The coronaSPAdes mode specifically deals with the artefacts of RNA sequencing data, and also implements unique algorithmic solutions aimed at improving the assembly of the coronaviridae genome sequences. Moreover, the approaches laid down in coronaSPAdes can be used in the future to develop new assemblers using information about the structure of other genomes.
‘The coronaSPAdes assembler immediately began to be widely used by scientists. However, it is difficult for us to assess the boundaries of its use because we do not track all users. coronaSPAdes is open source software and is available for download and use by anyone interested. According to our data, in addition to EMBL-EBI, such large research communities as Serratus, MetaSUB Consortium and NextFlow have shown interest in the assembler,’ noted Anton Korobeynikov.

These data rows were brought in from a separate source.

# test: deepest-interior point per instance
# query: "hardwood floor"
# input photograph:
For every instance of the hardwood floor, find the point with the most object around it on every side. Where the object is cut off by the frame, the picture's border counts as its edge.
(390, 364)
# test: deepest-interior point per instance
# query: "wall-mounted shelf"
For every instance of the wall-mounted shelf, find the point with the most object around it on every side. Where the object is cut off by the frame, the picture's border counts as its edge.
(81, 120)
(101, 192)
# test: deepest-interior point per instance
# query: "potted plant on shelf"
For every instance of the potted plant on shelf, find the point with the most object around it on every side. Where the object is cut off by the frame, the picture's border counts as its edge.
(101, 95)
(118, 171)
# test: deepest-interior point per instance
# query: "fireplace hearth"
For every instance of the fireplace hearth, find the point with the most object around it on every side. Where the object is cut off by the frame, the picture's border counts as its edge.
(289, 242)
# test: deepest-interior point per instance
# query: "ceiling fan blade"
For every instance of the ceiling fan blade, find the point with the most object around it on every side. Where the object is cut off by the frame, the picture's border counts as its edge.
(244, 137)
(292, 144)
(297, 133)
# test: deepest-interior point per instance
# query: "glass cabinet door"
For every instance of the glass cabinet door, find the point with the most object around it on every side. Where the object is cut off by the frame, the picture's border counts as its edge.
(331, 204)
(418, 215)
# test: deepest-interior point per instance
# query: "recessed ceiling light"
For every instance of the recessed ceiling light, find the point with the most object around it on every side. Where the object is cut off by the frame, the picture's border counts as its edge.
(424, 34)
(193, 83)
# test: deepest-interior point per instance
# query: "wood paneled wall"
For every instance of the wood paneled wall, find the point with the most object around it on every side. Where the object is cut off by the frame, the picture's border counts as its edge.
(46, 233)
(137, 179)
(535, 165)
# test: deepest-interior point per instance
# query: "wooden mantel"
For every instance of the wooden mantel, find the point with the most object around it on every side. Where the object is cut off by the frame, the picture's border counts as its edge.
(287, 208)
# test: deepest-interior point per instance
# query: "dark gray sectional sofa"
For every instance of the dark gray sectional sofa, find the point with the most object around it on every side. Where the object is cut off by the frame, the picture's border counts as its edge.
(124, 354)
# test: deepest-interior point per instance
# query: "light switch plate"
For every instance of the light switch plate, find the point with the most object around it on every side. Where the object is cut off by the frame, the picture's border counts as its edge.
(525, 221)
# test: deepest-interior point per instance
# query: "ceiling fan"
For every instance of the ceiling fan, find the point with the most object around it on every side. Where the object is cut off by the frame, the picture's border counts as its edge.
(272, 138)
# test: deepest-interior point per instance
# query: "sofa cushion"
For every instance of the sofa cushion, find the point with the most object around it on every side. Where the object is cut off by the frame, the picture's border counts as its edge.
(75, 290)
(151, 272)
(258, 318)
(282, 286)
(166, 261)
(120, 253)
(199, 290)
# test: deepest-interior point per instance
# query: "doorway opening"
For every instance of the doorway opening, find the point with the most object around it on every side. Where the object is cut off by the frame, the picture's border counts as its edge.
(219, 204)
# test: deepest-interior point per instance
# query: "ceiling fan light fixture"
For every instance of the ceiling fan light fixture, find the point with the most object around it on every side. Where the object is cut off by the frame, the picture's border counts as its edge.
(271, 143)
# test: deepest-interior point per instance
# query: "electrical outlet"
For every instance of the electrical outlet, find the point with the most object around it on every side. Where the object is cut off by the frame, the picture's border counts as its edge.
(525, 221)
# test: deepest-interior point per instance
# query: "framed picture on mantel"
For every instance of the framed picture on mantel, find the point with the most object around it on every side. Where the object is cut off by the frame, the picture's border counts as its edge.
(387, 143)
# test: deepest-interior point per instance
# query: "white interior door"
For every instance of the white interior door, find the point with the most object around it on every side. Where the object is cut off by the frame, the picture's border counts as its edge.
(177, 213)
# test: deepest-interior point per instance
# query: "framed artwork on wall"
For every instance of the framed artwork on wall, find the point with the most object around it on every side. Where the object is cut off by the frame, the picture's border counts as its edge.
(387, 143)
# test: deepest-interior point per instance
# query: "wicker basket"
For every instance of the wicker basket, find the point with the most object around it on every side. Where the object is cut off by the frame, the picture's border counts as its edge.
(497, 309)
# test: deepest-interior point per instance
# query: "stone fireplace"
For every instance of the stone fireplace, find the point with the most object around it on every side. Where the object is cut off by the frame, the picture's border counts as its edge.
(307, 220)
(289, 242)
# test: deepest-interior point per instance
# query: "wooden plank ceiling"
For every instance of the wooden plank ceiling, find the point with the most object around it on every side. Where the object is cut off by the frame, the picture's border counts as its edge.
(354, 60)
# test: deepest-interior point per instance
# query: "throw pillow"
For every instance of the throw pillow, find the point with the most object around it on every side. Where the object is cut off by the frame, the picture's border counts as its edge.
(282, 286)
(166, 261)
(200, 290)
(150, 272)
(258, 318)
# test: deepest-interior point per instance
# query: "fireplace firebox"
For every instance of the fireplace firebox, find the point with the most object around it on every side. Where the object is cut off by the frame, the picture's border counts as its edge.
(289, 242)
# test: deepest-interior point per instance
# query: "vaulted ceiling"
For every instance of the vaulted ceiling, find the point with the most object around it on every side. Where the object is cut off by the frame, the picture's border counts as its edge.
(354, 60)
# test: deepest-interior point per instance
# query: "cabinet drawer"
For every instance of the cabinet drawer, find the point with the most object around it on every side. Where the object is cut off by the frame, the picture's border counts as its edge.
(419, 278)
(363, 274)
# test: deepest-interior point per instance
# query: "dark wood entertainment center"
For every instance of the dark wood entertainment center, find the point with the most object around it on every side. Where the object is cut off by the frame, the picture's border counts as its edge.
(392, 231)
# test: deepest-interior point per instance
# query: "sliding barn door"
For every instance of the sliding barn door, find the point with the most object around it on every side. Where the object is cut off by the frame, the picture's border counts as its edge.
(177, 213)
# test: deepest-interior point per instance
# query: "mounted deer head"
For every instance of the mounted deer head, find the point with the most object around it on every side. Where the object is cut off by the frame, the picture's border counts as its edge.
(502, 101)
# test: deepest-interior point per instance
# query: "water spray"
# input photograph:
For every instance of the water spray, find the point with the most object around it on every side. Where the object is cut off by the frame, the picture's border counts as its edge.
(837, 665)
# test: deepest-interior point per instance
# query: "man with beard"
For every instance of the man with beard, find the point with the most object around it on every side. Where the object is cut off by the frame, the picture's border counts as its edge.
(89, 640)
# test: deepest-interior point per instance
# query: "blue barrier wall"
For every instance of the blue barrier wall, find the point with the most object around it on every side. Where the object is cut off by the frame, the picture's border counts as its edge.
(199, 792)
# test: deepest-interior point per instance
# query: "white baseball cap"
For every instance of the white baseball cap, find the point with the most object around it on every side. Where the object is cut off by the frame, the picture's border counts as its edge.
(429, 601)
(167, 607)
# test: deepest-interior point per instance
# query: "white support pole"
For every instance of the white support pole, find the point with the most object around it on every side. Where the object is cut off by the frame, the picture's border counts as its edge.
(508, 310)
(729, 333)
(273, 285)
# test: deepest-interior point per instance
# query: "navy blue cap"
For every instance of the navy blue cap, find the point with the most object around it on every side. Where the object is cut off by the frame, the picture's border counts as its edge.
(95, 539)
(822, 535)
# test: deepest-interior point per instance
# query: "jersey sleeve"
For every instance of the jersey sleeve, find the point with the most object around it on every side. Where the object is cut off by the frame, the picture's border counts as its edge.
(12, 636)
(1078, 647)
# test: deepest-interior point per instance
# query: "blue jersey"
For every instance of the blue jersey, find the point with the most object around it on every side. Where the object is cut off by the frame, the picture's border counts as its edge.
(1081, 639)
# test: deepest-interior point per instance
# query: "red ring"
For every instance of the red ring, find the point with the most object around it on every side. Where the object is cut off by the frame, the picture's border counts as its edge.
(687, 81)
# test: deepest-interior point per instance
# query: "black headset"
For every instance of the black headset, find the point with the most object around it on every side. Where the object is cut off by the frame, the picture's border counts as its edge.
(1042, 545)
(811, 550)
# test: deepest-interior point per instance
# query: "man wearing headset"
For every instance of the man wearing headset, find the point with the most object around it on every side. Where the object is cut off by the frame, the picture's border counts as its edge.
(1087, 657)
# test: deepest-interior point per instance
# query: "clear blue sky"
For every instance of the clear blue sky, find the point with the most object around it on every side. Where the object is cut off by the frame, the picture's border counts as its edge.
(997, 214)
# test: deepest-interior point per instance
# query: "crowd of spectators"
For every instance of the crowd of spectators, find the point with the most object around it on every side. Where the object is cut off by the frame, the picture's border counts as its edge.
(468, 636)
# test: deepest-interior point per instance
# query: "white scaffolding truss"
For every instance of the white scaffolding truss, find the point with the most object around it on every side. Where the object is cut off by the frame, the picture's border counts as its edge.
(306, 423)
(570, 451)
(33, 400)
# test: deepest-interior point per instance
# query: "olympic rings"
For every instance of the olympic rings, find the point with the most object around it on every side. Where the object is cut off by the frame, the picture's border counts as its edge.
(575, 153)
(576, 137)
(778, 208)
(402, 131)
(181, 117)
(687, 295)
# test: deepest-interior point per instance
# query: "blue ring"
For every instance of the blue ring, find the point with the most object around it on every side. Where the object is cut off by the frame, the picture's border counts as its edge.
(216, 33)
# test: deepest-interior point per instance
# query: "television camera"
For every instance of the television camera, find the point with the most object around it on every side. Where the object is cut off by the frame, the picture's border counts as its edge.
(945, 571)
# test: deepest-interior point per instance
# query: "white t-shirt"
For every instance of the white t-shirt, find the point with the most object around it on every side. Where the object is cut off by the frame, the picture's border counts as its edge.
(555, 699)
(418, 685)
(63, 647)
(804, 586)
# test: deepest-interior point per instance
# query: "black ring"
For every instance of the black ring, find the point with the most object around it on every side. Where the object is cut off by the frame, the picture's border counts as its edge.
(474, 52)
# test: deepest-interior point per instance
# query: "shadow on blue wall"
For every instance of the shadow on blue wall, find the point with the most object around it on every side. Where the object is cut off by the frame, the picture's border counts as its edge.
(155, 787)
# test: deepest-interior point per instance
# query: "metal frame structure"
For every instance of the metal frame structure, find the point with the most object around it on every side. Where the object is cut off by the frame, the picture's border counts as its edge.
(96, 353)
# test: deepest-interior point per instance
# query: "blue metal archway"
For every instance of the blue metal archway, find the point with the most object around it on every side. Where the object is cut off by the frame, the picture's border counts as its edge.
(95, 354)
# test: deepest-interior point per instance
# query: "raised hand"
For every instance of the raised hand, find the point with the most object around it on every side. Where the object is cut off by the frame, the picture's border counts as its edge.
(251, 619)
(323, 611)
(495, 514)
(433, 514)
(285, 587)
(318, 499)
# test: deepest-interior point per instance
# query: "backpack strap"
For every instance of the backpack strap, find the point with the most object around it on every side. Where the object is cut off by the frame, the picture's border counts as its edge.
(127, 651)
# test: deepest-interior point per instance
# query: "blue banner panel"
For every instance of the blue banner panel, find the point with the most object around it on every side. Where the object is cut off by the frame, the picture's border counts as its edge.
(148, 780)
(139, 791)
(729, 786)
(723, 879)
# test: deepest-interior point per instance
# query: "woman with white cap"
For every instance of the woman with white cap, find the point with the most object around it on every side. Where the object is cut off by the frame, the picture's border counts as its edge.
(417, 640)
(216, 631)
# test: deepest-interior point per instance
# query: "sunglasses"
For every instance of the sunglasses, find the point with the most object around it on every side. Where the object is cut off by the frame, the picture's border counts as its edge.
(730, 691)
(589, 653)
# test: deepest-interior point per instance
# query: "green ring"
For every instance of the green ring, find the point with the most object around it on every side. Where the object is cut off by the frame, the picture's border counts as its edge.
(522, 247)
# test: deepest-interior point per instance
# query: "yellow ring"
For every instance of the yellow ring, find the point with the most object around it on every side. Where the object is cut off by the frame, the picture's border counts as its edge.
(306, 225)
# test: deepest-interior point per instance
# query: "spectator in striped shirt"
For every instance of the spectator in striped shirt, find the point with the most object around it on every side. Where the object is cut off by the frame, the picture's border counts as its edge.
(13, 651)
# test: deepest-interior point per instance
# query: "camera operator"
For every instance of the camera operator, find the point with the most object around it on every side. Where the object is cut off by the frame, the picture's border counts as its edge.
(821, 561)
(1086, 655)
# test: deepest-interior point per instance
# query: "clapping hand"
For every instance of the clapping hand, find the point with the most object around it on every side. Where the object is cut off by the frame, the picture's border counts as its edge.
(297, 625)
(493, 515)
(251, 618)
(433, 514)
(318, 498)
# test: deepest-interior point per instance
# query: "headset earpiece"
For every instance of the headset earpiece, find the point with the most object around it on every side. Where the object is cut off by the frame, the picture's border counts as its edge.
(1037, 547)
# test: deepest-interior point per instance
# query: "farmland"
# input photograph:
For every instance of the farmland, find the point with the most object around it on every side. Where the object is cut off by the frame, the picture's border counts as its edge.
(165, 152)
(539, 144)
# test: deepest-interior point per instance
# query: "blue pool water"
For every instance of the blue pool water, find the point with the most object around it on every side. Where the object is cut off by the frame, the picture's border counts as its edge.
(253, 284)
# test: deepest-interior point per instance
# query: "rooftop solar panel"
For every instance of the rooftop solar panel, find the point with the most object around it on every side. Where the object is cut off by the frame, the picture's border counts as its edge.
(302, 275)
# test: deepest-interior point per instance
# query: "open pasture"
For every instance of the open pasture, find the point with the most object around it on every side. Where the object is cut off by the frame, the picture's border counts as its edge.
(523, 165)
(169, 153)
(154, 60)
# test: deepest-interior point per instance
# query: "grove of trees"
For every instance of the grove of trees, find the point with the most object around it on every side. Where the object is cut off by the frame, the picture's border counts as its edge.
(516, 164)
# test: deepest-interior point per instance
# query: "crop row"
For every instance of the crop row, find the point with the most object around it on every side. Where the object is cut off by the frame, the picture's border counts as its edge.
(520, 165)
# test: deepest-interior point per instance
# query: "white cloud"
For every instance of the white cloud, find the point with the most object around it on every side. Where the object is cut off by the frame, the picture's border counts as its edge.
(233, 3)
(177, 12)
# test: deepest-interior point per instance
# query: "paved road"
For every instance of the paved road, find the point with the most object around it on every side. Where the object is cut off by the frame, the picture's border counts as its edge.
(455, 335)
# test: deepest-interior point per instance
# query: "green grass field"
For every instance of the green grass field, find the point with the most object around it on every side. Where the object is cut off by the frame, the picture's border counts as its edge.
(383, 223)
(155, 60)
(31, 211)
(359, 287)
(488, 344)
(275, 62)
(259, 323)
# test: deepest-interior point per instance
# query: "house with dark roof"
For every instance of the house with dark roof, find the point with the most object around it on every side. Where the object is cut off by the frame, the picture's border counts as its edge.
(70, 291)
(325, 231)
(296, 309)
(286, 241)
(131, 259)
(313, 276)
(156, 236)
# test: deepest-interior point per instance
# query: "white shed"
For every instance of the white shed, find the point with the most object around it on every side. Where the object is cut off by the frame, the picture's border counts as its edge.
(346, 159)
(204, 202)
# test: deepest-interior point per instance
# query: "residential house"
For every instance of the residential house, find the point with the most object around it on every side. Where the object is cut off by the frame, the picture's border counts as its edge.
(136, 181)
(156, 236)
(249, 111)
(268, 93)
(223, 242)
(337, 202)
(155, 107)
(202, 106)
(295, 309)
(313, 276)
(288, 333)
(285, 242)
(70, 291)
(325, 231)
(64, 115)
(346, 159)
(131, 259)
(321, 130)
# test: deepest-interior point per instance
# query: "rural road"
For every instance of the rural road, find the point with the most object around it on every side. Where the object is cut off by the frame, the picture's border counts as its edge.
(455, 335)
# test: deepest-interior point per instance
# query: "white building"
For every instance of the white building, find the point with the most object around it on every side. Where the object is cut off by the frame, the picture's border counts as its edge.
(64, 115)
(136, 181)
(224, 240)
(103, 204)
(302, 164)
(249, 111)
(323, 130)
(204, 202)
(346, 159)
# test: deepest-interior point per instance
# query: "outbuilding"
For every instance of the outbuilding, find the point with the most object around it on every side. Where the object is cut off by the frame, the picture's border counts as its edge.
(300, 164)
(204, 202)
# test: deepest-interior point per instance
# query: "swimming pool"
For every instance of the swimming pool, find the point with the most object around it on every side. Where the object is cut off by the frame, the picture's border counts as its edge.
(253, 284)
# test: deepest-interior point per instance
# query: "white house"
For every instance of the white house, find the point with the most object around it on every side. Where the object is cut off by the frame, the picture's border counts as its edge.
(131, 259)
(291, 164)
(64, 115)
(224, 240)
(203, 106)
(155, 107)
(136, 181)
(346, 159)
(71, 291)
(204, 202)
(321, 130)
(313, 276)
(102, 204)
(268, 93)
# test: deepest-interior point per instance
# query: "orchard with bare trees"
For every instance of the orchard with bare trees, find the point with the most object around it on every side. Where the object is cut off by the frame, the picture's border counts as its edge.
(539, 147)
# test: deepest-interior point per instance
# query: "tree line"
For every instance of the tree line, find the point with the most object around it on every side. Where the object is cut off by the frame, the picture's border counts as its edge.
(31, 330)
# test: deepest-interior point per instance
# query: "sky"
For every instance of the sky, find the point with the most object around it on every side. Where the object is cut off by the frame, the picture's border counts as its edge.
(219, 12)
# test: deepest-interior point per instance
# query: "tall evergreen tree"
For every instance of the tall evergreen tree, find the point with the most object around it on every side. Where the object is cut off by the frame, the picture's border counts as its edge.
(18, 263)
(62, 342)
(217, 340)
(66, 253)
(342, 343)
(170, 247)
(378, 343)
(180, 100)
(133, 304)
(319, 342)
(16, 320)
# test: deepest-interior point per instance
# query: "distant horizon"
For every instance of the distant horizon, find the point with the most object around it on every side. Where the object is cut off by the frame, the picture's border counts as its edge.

Alla Lapidus, Associate Director of the Center for Algorithmic Biotechnology at the Institute of Translational Biomedicine at St Petersburg University, said that in a short time several new programmes had been developed in the laboratory. Their goal is to quickly and efficiently process genomic data needed to analyse viruses that cause various diseases and primarily coronaviruses.
‘In 2020, the epidemiological situation in the world leaves no space for scientists and doctors to relax – no sooner have they managed to cope with coronavirus than reports have appeared of a possibly new strain of swine flu, called G4 EA H1N1,’ said Alla Lapidus. ‘To find out if this strain is really a new one or a previously known seasonal strain is possible primarily through the analysis of its genome. And some days ago, there were cases reporting bubonic plague in China caused by bacterium Yersinia pestis. In such an unfavourable situation, not only does the need for analytical methods increase, but also for competent specialists. This year, the first master’s students in Bioinformatics in the history of St Petersburg University have graduated; and I wish our graduates great scientific developments and discoveries.’
The Center for Algorithmic Biotechnology was established at St Petersburg University at the end of 2014 as part of the St Petersburg University megagrant project for solving top priority computational problems of modern biomedicine. The flagship of the laboratory is the SPAdes genome assembler (Saint Petersburg Assembler). It is used by thousands of experts in genomics throughout the world.